Cambridge Analytica has shut down following allegations about its misuse of Facebook data and the campaign strategies it pitched to its clients. It was revealed that more than 80 million Facebook accounts were breached by the data analytics company. During a conference call today with the tech firm’s employees, chairman Julian Wheatland of Cambridge Analytica’s parent company SCL Group announced the news. Its founder Nigel Oakes said that SCL Group is closing down too.
Cambridge Analytica itself issued a press release announcing it and that the parent company SCL would also stop operating, and would begin bankruptcy proceedings. The press release further elaborates that rebranding Cambridge Analytica was “futile.” The loss of reputation and clients was too costly for the company to bear. All the workers were advised to return their keycards immediately.
The UK-based company Cambridge Analytica has been struggling for quite some time to emerge from under the scandal, but reports and inquiries kept coming in, expanding the firm’s privacy sins. Cambridge Analytica got their hands on illegally attained data through an app written by a university researcher.
While only 270,000 Facebook users installed the app, the app was able to gather data on millions of their friends due to the Facebook data sharing policy at that time.
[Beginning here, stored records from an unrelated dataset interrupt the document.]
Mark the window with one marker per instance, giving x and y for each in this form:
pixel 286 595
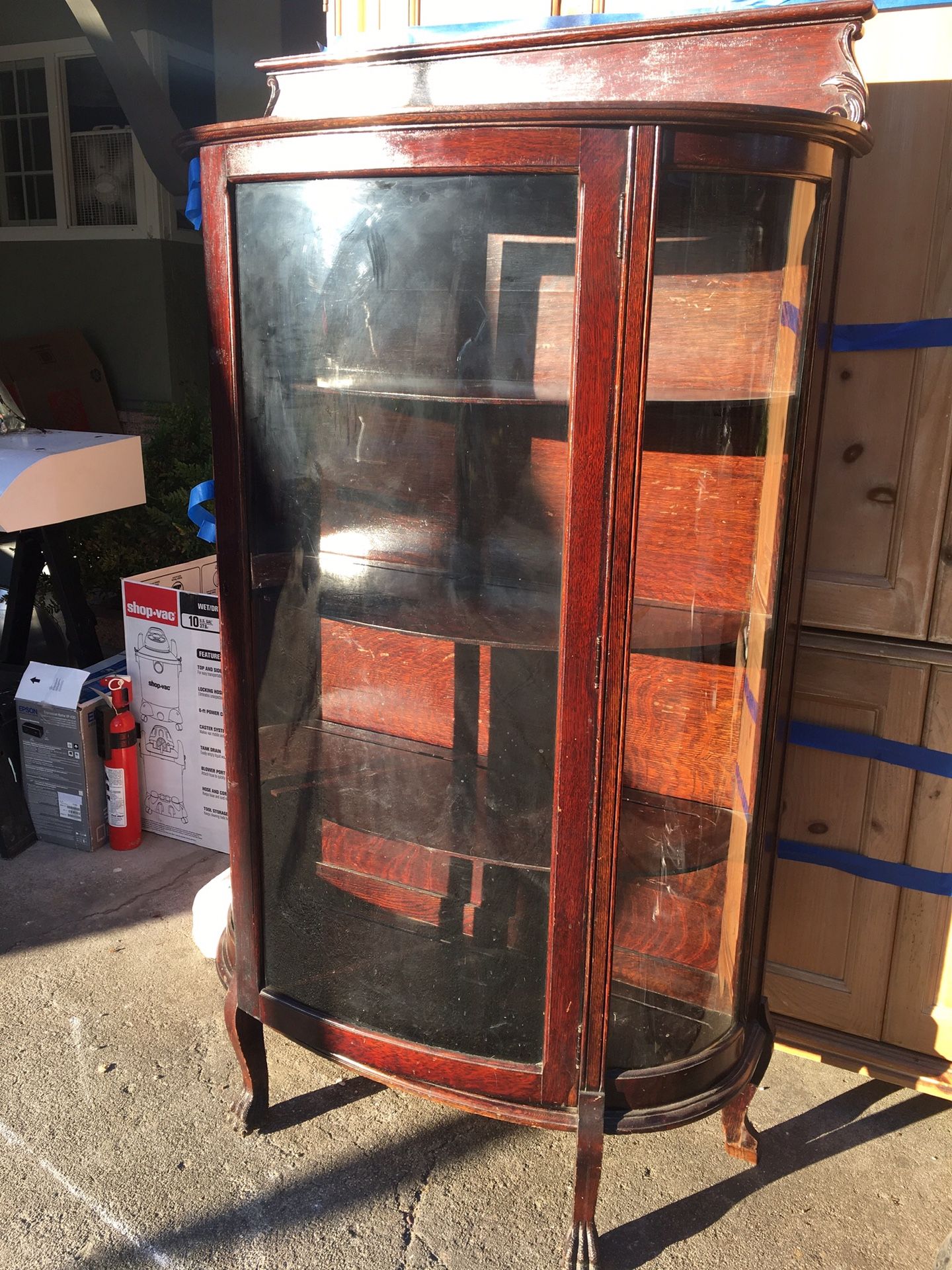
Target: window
pixel 27 192
pixel 70 165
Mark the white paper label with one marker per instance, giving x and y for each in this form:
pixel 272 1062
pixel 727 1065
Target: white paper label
pixel 70 806
pixel 116 796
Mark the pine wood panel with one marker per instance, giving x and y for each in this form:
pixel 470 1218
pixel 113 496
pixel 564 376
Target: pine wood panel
pixel 697 521
pixel 681 730
pixel 920 1002
pixel 677 919
pixel 383 681
pixel 830 935
pixel 714 335
pixel 885 452
pixel 753 651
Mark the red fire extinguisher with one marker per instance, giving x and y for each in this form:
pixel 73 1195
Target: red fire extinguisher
pixel 121 765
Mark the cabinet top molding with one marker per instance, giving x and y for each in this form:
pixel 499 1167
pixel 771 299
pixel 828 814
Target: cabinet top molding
pixel 789 69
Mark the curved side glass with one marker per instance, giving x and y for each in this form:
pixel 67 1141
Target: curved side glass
pixel 407 356
pixel 734 262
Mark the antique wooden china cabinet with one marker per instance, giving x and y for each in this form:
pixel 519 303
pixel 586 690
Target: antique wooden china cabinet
pixel 512 450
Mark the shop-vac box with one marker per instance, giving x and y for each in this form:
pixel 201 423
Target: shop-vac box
pixel 175 658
Although, Facebook is now deploying safeguards to protect user data in the past couple of days by putting an end to targetted ads using emails attained without consent and no more allows third-party applications to access user data.
It’s hard to argue with SCL Group’s decision to deem the firm beyond salvaging as the combined evidence of suspended CA CEO Alexander Nix’s blackmail tactics and the eventual hearing before Congress along with the involvement in Trump campaign.
The press release says that the company maintained its innocence and “has been vilified for activities that are not only legal but also widely accepted as a standard component of online advertising in both the political and commercial arenas.”
Although the company was internally investigating the allegations itself and they argued that the allegations weren’t factually supported, the “siege of media coverage has driven away virtually all of the Company’s customers and suppliers,” necessitating a shutdown.